I cut the top off of the gas can and used  it for the forge body. After drilling a 1-1/2 inch hole in each end I mounted a tweer pipe with 1/4 inch holes on one inch centers and packed it with a clay/sand mixture. I took the mounting bracket off of a TV satellite dish and used it to mount the blower to the forge. The holes on the blower and connecting pipe were different sizes and unthreaded.  I cut the tapered tube (that the wooden handle goes into) off of a broken shovel. The tapered tube worked perfectly. Again, "It is better to be lucky than good." I bolted all this together and mounted the whole thing on a piece of 3/4 inch plywood.
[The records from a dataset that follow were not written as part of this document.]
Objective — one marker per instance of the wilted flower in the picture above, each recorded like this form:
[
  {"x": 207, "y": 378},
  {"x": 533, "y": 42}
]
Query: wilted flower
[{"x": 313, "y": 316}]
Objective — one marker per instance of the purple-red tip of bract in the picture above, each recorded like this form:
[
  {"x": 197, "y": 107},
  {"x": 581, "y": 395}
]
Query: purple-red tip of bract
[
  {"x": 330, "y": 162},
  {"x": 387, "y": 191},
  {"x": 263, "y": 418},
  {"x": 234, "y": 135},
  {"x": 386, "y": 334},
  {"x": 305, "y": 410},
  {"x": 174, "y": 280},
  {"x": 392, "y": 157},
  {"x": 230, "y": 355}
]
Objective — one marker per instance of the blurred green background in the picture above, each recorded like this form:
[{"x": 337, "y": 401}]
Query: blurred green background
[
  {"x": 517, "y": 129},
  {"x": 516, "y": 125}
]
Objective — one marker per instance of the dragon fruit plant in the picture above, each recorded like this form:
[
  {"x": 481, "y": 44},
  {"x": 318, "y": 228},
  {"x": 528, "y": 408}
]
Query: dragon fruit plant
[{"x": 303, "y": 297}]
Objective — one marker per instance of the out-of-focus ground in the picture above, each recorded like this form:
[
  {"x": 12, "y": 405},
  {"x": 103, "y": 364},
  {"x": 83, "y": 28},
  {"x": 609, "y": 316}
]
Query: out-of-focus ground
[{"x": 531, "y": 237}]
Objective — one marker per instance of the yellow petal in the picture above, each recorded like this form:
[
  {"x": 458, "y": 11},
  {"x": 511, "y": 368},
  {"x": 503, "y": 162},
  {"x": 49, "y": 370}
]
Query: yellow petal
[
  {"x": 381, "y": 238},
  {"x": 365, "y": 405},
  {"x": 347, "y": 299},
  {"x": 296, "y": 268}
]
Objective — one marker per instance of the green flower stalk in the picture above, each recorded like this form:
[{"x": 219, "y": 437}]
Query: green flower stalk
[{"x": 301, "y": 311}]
The anvil base is a brake drum off of an old Frieghtliner. I put it wide side down and welded a piece of angle iron on each side of the bottom and bolted them to a piece of plywood to stablize the base.  I thought the 32 inch tall stake might make it top heavy. Then I welded together large angle iron and strap to form a long square tube that would just slide over the four inch square stake. This square tube was inverted vertically in the center of the brake drum. Two pieces of angle iron were layed horizontally across the brake drum so that they touched the tube on each side and then welded to the brake drum on the ends and to the tube in the center. I also welded a piece on the inside of the brake drum to both drum and tube to give it strength. It was easy to then slide the stake into the frame.  A small piece of angle iron was then wedged between stake and tube to firm up the standing stake. I had intended to pour cement in the brake drum to add mass and give stability. It was unnecessary.

I had everything else needed to set up shop.
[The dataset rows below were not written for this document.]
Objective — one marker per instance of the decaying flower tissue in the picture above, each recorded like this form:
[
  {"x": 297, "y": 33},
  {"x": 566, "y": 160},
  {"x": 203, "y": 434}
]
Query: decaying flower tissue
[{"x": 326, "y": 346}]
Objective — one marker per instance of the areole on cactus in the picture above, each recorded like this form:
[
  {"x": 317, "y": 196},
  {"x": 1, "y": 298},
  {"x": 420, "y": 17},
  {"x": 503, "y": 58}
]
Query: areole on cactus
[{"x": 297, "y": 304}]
Thursday, December 3, 2009


My family and friends in the northwest love winter.  I don't.  After living in Montana, Idaho, Colorado, and Nebraska  for twenty plus years, I still don't like snow, Artic temperatures, or wind that tries to cut you in half and knock you down. I love Arkansas but wish it was in the Carribian from October through March. I am still looking for  consolation in our normally mild winters.

 Winter causes more defensive work and less productive work on the farm. I like to work on the farm but I like productive work, something that adds to or improves the farm. Defensive work(winterizing the well pump, constantly changing frozen water for animals, mulching in warmth loving plants, protecting my worm beds, etc., etc, etc.) isn't fun and doesn't give much satisfaction.  Mowing the yard is nonproductive. Cutting, raking, and baling hay is  productive. You want the grass to grow in the hay fields, you want the grass  in the front yard to quit growing. One of the best things about winter is that it stops the grass from growing in the yard.
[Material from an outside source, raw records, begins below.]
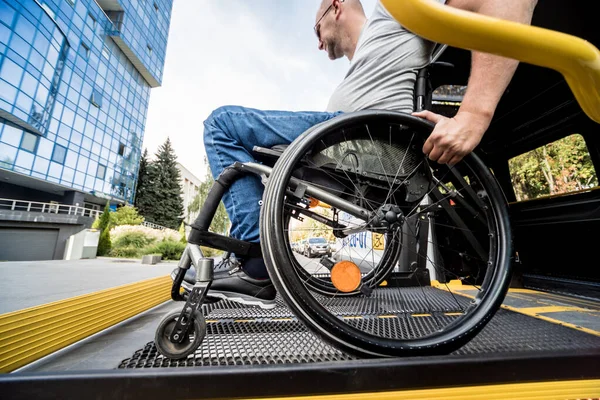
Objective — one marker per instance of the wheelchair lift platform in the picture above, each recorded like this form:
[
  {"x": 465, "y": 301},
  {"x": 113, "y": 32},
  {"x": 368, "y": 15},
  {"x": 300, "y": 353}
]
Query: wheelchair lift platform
[{"x": 250, "y": 352}]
 I don't hunt any more so the coming of winter no longer has the pleasant consolation  of  hunting season. I don't object to hunting. I got out of it because I  traveled so much during the last forty years. It is difficult to hunt if you don't know the countryside and don't know people willing to let you hunt on their land. I threw myself into fishing instead because there are usually public places to fish almost anywhere you go. I grew up hunting and fishing but now I  only fish. Another reason to dislike winter is the unplesantness it adds to fishing. I still catch fish in the winter but shiver in the process. 

I started forging knives this summer as time permitted. Now that winter is here there is less farm work and more time for knife making. I think this will be a cosolation for the cold. I am working on a couple of new knives now and will build a fire in the forge to heat treat them this week. I plan to anneal several pieces of steel at the same time so that  I can do some preleminary work on them. I cut up a plow bit and several pieces of a skid plate from the bottom of a Bushog. I think they will make good blade steel. There is also some blades off of an industrial meat grinder that I want to try.

I will make the best of winter. There are a lot of slab crappie in a flood control lake five miles away and my boat is in good shape. I just got more charcoal and my scrap bins are full of good blade steel. I still like spring, summer, and fall the best.